Yes... we have tried... this is not going to happen. The battle I'm picking is
to get a compiler on production.

In SUSE dev and stage started as clones and production is very close to
dev/stage but built by a different group; but in solaris land things are more
divergent between dev stage and production because the openCSW packages were
all installed on different days from the main public repository which is
consistently being updated. Plus, since -dev is shared with ~30 developers and
stage is shared with about ~10 developers and folks ask the dev/stage admins
for different packages things start to diverge more as dependencies get
upgraded.

Where I have problems is trying to compile things like GD and openquicktime
that are used by some legacy processes that seem to be very sensitive to
certain libraries being at the right version -- maybe this is not going to be
an issue on SLES but I've been bitten in the past so many times by subtle
library version issues and I find I have the best luck if I always rebuild my
entire stack after any OS update or package changes.

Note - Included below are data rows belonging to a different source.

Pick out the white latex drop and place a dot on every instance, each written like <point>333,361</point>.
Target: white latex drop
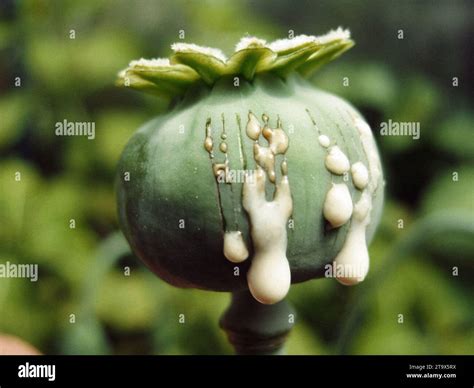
<point>269,276</point>
<point>253,128</point>
<point>235,249</point>
<point>336,161</point>
<point>338,205</point>
<point>354,254</point>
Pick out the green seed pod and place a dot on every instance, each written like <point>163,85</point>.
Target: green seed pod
<point>254,178</point>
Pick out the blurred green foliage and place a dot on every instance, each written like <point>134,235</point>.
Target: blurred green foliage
<point>82,269</point>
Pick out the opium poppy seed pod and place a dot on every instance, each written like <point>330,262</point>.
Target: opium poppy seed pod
<point>253,179</point>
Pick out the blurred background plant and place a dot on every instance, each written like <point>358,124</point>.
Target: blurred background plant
<point>82,269</point>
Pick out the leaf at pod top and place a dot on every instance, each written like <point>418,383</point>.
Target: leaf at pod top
<point>190,63</point>
<point>256,184</point>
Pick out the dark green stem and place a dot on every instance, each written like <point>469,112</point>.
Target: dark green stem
<point>255,328</point>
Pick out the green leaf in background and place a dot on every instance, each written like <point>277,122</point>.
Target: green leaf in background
<point>454,136</point>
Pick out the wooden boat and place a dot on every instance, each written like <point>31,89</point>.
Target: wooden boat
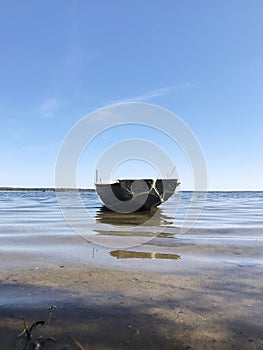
<point>129,195</point>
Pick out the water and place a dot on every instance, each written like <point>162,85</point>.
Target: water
<point>229,228</point>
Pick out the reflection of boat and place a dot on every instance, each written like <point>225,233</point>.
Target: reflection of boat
<point>129,254</point>
<point>130,195</point>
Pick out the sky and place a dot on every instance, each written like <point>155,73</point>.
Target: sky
<point>62,60</point>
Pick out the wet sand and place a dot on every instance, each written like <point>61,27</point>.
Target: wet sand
<point>206,307</point>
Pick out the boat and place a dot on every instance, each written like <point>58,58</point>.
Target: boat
<point>131,195</point>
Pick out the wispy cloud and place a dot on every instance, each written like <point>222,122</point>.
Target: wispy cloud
<point>48,108</point>
<point>157,93</point>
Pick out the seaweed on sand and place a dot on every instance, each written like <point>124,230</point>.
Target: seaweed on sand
<point>30,341</point>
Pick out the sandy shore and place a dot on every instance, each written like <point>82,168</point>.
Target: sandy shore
<point>114,308</point>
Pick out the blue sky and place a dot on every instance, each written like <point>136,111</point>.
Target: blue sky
<point>202,60</point>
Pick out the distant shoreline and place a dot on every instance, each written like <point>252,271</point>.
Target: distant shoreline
<point>46,189</point>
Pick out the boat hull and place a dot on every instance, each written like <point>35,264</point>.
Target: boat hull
<point>130,195</point>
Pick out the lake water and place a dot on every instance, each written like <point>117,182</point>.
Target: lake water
<point>229,230</point>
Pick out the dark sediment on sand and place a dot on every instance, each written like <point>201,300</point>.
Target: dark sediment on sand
<point>112,308</point>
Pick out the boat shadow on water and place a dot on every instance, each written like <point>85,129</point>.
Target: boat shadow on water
<point>153,217</point>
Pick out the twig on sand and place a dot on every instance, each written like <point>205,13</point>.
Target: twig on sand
<point>78,344</point>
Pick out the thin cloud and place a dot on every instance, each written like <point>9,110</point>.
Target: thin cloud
<point>48,108</point>
<point>157,93</point>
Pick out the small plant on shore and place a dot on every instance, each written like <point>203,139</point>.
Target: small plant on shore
<point>30,341</point>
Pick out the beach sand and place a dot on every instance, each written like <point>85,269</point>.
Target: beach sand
<point>118,308</point>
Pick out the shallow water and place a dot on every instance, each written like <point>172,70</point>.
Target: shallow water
<point>229,229</point>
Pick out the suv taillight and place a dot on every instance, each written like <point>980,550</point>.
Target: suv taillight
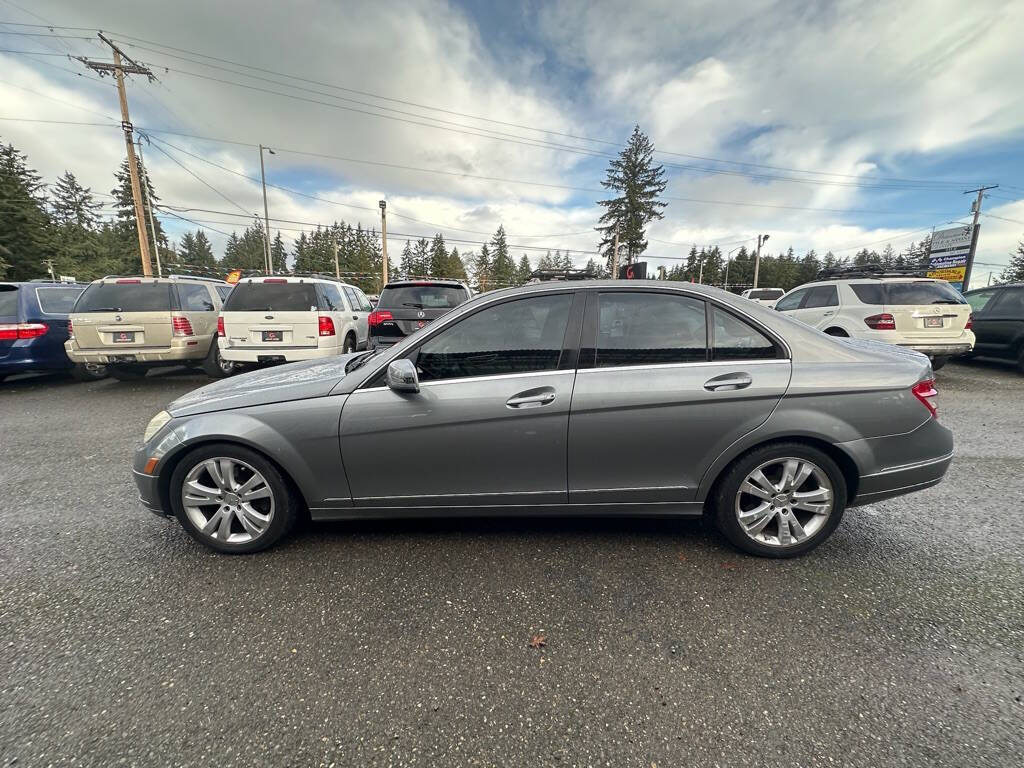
<point>926,393</point>
<point>884,322</point>
<point>11,332</point>
<point>378,316</point>
<point>181,327</point>
<point>326,326</point>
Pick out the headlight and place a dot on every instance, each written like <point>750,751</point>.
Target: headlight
<point>156,424</point>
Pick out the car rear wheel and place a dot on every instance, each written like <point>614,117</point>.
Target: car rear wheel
<point>126,371</point>
<point>231,499</point>
<point>781,500</point>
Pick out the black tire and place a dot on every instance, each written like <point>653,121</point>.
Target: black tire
<point>126,371</point>
<point>727,488</point>
<point>214,366</point>
<point>81,372</point>
<point>287,502</point>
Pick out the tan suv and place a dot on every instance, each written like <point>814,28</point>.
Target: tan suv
<point>134,324</point>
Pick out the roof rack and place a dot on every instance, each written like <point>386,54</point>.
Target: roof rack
<point>871,270</point>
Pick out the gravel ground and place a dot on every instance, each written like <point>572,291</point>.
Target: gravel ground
<point>898,642</point>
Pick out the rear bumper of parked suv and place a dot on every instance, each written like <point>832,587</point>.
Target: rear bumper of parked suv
<point>182,349</point>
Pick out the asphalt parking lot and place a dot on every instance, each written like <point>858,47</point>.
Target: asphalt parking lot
<point>900,641</point>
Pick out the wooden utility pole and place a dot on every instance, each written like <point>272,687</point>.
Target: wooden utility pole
<point>974,233</point>
<point>119,70</point>
<point>383,205</point>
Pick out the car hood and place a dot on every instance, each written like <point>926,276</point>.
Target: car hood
<point>294,381</point>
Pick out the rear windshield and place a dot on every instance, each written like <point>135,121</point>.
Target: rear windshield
<point>8,301</point>
<point>267,297</point>
<point>57,300</point>
<point>766,294</point>
<point>422,297</point>
<point>125,297</point>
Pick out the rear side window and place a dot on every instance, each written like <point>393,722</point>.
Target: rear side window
<point>868,293</point>
<point>8,301</point>
<point>425,296</point>
<point>57,300</point>
<point>195,299</point>
<point>644,329</point>
<point>269,297</point>
<point>125,297</point>
<point>922,293</point>
<point>735,340</point>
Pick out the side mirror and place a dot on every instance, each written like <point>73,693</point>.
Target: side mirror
<point>401,377</point>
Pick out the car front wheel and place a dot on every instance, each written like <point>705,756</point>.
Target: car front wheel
<point>780,500</point>
<point>231,499</point>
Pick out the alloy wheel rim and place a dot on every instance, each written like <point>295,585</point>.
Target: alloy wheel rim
<point>784,502</point>
<point>227,500</point>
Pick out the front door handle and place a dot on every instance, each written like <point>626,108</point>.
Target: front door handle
<point>531,398</point>
<point>728,382</point>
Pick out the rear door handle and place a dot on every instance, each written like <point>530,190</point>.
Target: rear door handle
<point>728,382</point>
<point>532,399</point>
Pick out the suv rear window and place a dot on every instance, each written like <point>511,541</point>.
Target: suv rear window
<point>57,300</point>
<point>125,297</point>
<point>266,297</point>
<point>424,296</point>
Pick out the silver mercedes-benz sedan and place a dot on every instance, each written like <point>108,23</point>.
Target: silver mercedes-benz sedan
<point>570,398</point>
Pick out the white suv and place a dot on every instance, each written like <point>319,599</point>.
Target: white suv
<point>928,315</point>
<point>282,320</point>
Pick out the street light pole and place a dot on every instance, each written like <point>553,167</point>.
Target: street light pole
<point>757,260</point>
<point>266,213</point>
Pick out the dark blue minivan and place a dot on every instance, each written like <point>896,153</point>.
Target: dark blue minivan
<point>34,328</point>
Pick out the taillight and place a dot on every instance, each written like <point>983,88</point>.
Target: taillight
<point>926,393</point>
<point>10,332</point>
<point>181,327</point>
<point>884,322</point>
<point>378,316</point>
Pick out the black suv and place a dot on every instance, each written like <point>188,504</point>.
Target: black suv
<point>998,322</point>
<point>408,305</point>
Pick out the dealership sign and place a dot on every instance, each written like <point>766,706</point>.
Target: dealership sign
<point>948,255</point>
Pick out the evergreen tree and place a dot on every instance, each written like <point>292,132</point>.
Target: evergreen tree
<point>1015,269</point>
<point>638,183</point>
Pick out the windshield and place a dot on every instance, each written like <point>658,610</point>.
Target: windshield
<point>125,297</point>
<point>425,296</point>
<point>268,297</point>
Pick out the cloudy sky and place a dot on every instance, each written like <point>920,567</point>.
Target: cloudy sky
<point>850,124</point>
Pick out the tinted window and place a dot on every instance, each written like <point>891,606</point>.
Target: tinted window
<point>922,293</point>
<point>195,299</point>
<point>821,296</point>
<point>332,295</point>
<point>735,340</point>
<point>125,297</point>
<point>422,297</point>
<point>266,297</point>
<point>640,329</point>
<point>792,301</point>
<point>8,301</point>
<point>514,337</point>
<point>56,300</point>
<point>868,293</point>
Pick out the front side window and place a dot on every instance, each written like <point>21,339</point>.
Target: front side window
<point>644,329</point>
<point>735,340</point>
<point>515,337</point>
<point>792,301</point>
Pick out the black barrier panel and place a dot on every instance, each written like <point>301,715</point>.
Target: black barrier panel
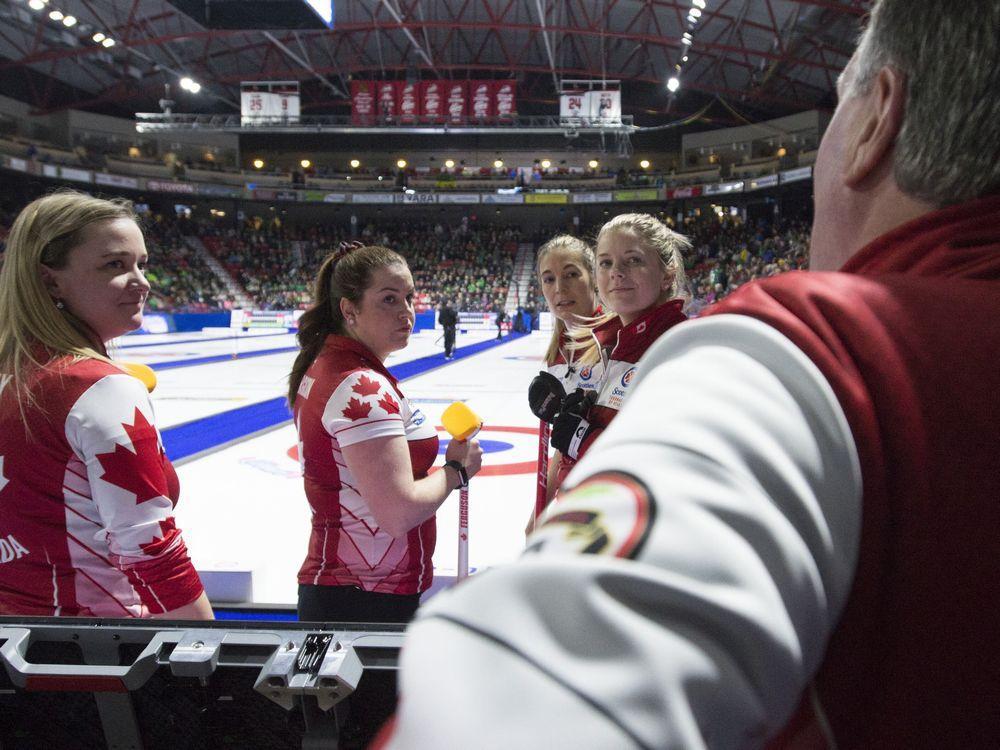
<point>122,685</point>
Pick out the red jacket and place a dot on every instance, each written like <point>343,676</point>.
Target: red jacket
<point>908,337</point>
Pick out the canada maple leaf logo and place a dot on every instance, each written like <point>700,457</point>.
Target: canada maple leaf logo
<point>160,544</point>
<point>140,469</point>
<point>356,410</point>
<point>388,403</point>
<point>366,387</point>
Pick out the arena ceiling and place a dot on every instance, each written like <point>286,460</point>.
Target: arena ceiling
<point>748,58</point>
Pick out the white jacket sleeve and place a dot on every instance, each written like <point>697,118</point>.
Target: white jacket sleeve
<point>683,593</point>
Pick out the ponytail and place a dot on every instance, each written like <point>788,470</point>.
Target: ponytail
<point>344,274</point>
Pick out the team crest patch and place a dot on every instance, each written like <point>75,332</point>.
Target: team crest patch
<point>608,514</point>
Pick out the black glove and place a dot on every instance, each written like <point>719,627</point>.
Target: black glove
<point>545,395</point>
<point>571,427</point>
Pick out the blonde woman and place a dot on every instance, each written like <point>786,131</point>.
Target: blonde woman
<point>86,492</point>
<point>640,277</point>
<point>566,277</point>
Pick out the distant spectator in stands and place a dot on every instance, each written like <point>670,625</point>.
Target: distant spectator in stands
<point>448,319</point>
<point>86,493</point>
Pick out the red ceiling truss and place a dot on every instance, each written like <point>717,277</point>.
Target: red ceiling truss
<point>766,56</point>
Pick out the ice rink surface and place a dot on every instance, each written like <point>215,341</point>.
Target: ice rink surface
<point>242,507</point>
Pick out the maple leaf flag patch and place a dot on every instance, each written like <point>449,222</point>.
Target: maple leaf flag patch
<point>138,469</point>
<point>357,409</point>
<point>366,387</point>
<point>388,403</point>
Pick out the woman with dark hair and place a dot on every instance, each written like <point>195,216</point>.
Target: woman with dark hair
<point>86,492</point>
<point>365,451</point>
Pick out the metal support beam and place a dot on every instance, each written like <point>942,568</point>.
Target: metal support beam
<point>304,63</point>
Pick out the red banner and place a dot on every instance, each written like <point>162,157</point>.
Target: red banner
<point>362,102</point>
<point>480,100</point>
<point>388,100</point>
<point>409,102</point>
<point>432,101</point>
<point>504,95</point>
<point>456,103</point>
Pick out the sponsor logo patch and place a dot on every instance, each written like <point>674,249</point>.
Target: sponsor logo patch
<point>608,514</point>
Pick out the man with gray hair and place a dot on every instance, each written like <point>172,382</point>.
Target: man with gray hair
<point>801,551</point>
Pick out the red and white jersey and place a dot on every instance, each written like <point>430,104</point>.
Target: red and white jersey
<point>87,498</point>
<point>572,374</point>
<point>346,397</point>
<point>627,344</point>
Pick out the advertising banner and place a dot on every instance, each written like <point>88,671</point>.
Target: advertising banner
<point>605,107</point>
<point>362,102</point>
<point>456,101</point>
<point>116,180</point>
<point>480,100</point>
<point>571,107</point>
<point>162,186</point>
<point>459,198</point>
<point>372,198</point>
<point>761,182</point>
<point>546,198</point>
<point>77,175</point>
<point>388,96</point>
<point>503,198</point>
<point>409,102</point>
<point>693,191</point>
<point>607,197</point>
<point>504,98</point>
<point>416,198</point>
<point>221,191</point>
<point>794,175</point>
<point>432,101</point>
<point>722,188</point>
<point>633,196</point>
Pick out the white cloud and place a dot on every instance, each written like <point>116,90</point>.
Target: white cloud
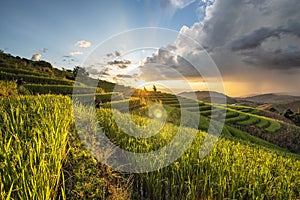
<point>171,6</point>
<point>180,3</point>
<point>74,53</point>
<point>36,57</point>
<point>83,44</point>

I know it was another age (when in one day I might have to work on old SunOS,
new Solaris, HP/UX, AIX, BSDi, and IRIX boxes -- and dev and stage machines
were unheard of), but the grey beards (these dudes literally had awesome grey
beards) I learned this trick from had a lot of experience and I still believe
that building locally is the best bet unless you can guarantee the systems are
identical in every detail (which I will never be able to do because I'm not a
sysadmin anymore).

> If that's not possible and all the prod machines run the same image I'd
> build a package on one prod machine and install that on all of them.

I will only have one production vm for my app. The main application I run has
~6k unique visitors a day and ~130k unique visitors a month with an average of
4 pages per visit -- not super high load so I don't need multiple back end
servers -- at least on my shared solaris host. I haven't done load testing on
the vms yet -- but if I do need multiple production vms they will be able to
clone the vms for me in production.

------
aphyr
If you can cross-compile to this build target, so can an attacker. Maybe
removing compilers made sense ten or twenty years ago, or on
obscure/proprietary systems--plenty of exploits in old editions of Phrack use
local compilers--but I don't really see the point nowadays.

[edit] That said, standardization will make your life _much_ easier. If you've
got varying libraries between systems, tracking down problems is tougher.